Whenever a disk is inserted, the drive will spin and occasionally seek, but nothing happens. Eventually, Finder will report that the disk in the drive is either unreadable or uninitialized, even though that is not the case. If I try to format disks with the drive, the format will fail.

I've looked on the board and found no corroded traces anywhere. I'm now thinking I might have damaged the SWIM chip somehow (perhaps static electricity or hot-plugging in floppy drives?). Anyway, I have a IIci parts machine that I can grab a replacement SWIM chip from (I checked, the part numbers are the same). I'm thinking of doing a transplant, but before I spend all the time and effort, I was wondering if anyone here had any advice.

Has anyone encountered an issue like this, and were they able to fix it?
 

bigmessowires

Well-known member
Check your +12V and maybe -12V supplies. They're not used for much else, but they are needed for floppy drives.
 

willmurray461

Active member
The motherboard seems to be getting all voltages fine (+/- 5, +/- 12). The floppy connector also has 5v and 12v present. I didn't measure any -12v on the floppy connector, but according to the schematics it's not hooked up on the SE/30. Speaking of schematics, I guess I can use a multimeter to verify each pin on the SWIM is properly connected, although I'll be quite surprised if anything is disconnected.
 

zigzagjoe

Well-known member
-12 is only used by the audio amplifier afaik.

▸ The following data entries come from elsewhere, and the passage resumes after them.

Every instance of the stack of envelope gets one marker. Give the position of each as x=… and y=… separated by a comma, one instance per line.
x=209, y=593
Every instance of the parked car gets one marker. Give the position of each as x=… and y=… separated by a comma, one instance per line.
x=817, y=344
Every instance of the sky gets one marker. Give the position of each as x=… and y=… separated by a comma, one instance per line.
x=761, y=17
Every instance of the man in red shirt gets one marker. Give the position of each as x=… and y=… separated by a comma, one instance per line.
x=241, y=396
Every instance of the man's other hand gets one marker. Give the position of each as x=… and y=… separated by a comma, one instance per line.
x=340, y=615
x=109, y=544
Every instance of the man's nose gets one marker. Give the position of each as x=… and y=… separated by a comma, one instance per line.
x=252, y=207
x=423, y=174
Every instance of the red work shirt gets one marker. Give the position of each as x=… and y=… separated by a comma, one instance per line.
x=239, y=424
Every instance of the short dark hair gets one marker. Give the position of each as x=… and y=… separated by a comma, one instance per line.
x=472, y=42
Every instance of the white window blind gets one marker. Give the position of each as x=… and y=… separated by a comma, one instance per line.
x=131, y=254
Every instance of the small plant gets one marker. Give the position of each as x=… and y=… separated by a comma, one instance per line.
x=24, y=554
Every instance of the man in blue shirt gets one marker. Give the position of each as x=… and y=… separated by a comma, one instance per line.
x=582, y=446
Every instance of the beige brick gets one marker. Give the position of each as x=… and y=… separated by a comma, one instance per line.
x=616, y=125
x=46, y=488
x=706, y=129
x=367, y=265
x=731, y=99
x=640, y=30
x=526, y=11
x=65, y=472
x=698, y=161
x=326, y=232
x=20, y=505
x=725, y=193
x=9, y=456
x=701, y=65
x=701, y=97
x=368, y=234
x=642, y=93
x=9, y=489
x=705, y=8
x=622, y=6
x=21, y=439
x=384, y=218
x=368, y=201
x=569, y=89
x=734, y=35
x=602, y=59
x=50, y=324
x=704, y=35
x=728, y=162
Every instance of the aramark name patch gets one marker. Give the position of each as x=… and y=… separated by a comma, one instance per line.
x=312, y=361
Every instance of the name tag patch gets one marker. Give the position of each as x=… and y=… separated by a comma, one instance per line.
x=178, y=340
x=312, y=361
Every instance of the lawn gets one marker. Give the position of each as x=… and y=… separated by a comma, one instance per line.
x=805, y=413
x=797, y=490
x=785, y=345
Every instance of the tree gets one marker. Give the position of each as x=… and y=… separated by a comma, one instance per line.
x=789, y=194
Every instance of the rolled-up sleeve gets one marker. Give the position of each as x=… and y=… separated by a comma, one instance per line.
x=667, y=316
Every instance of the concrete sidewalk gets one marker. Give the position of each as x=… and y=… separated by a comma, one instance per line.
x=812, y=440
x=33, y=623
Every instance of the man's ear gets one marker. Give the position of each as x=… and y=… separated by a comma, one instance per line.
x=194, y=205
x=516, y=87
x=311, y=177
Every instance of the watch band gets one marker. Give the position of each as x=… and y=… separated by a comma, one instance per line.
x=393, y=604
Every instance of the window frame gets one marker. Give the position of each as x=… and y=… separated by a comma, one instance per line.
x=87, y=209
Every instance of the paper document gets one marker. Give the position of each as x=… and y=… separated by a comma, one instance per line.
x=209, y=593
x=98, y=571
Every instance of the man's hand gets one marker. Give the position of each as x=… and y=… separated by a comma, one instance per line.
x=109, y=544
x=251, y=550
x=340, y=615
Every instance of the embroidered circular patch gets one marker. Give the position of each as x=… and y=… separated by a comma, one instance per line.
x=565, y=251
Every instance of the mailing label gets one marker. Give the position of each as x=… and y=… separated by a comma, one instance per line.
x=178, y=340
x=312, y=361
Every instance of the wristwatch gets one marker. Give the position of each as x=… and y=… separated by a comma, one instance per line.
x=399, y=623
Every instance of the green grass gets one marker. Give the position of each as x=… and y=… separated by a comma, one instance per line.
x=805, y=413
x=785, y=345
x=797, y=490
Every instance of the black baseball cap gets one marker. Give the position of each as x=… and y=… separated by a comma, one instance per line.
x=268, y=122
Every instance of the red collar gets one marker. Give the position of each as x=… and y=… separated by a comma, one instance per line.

Check the floppy drive spindle spins when a disk is inserted. Also, it's very possible to have a bad ribbon cable - I ran into that on one of mine. No 12v, no floppy spindle spinning. It'd seek around a little before giving up.
 

bigmessowires

Well-known member
Sorry for my bad suggestion. You said the drive does spin, so that shows the 12V is working.

Some other thoughts:
  • bad cable like @zigzagjoe suggested
  • bad socket that the cable plugs in to
  • damaged SWIM like you were speculating
  • the Bourns filter on the floppy I/Os (not sure if the SE/30 logic board has this, but some other compacts do)
If you have a logic analyzer, you could capture what's happening during startup when the Mac tries to search for a floppy drive and boot floppy. You should see the /ENABLE signal go low briefly, and some changing values on HDSEL and PHASE0 to PHASE3. /WREQ should remain high. You can find the connector pinout online.
 

willmurray461

Active member
Update: I fixed it! TLDR: It was the SWIM.

Here's a summary of what I did:

I downloaded a copy of the schematics for the SE/30, and verified with a multimeter that every pin on both the floppy connector and the SWIM was properly connected. All of the pins checked out OK. I also did the same for the floppy cable. No problems. After seeing that, I decided to do the previously mentinoed SWIM transplant. Using a hot air station, I desoldered the SWIM from the SE/30, as well as another SWIM from a parts IIci. I then soldered the IIci's SWIM onto the SE/30, and voilà, it works! Not sure how I killed the original SWIM, but fingers crossed it isn't due to a fault elsewhere that may someday kill this new SWIM. Perhaps I plugged in a floppy cable backwards once? Seems unlikely though, as all the floppy cables I have are keyed. Anyway, all that matters is that it works now.

Also just FYI, if by "Bourns filter" you mean a dampening resistor pack, there doesn't seem to be any in the floppy circuit for the SE/30.